The head of Iran’s judiciary, Sadeq Amoli Larijani, has disputed the accuracy of frequent reports that Iran executes people for being gay.
That accusation by Western human rights activists “is no more than a lie,” Larijani told a convention of Iran’s diplomatic corps in Tehran on Aug. 12, according to The Iran Project, a pro-Iran news website.
Regarding LGBT people, Larijani said, “We do not provide these people with opportunity, but what they say — that we hang them — is a lie that they have fabricated.”
He did not deny that LGBT people are executed for same-sex intercourse.
He criticized “so-called supporters of human rights” who defend homosexuals, but did not protest Israeli attacks in the Gaza Strip.
In an alternative translation of his remarks, Larijani stated:
“They keep raising concerns about faggots. Based on our religious beliefs, these people are not tolerated, but saying that we kill homosexuals is a lie. In the Islamic Republic no one sticks their nose into the private lives of individuals to find out what kind of private violations are being committed. Islam believes in the inherent dignity and innocence of all humans, and therefore does not tolerate this filth [ i.e. homosexuality]. But [the Western countries] use this as an excuse to attack our human rights records.
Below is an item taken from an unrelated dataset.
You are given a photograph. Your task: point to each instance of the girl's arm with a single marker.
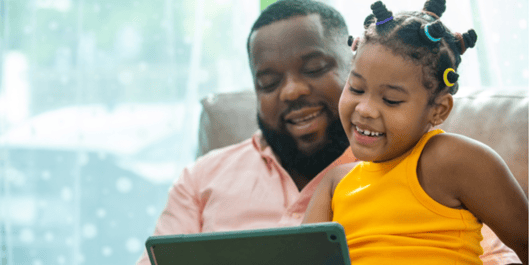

Ayyatollah Larijani added,”They keep talking about human rights violations for a bunch of faggots, but when a thousand kids are murdered in Gaza, Mr. Obama justifies it by talking about Israel’s right to self defense.”
Larijani has been sanctioned by the European Union for human rights abuses, according the Official Journal of the European Union. He was cited as judiciary head for approving harsh punishments for “crimes against God” and “crimes against the state,” including the death penalty, floggings and amputation and for extreme punishments such as “stoning (16 people are currently under stoning sentence [in 2012]), executions by suspension strangulation, execution of juveniles, and public executions such as those where prisoners have been hung from bridges in front of crowds of thousands. He has also permitted corporal punishment sentences such as amputations and the dripping of acid into the eyes of the convicted.”
In the most recent report from the organization Iran Human Rights, two prisoners were hanged in public on Aug. 6 in southern Iran on charges of sodomy, Iran Human Rights reports.
Amnesty International reported that three people were executed in Iran in 2011 for sodomy.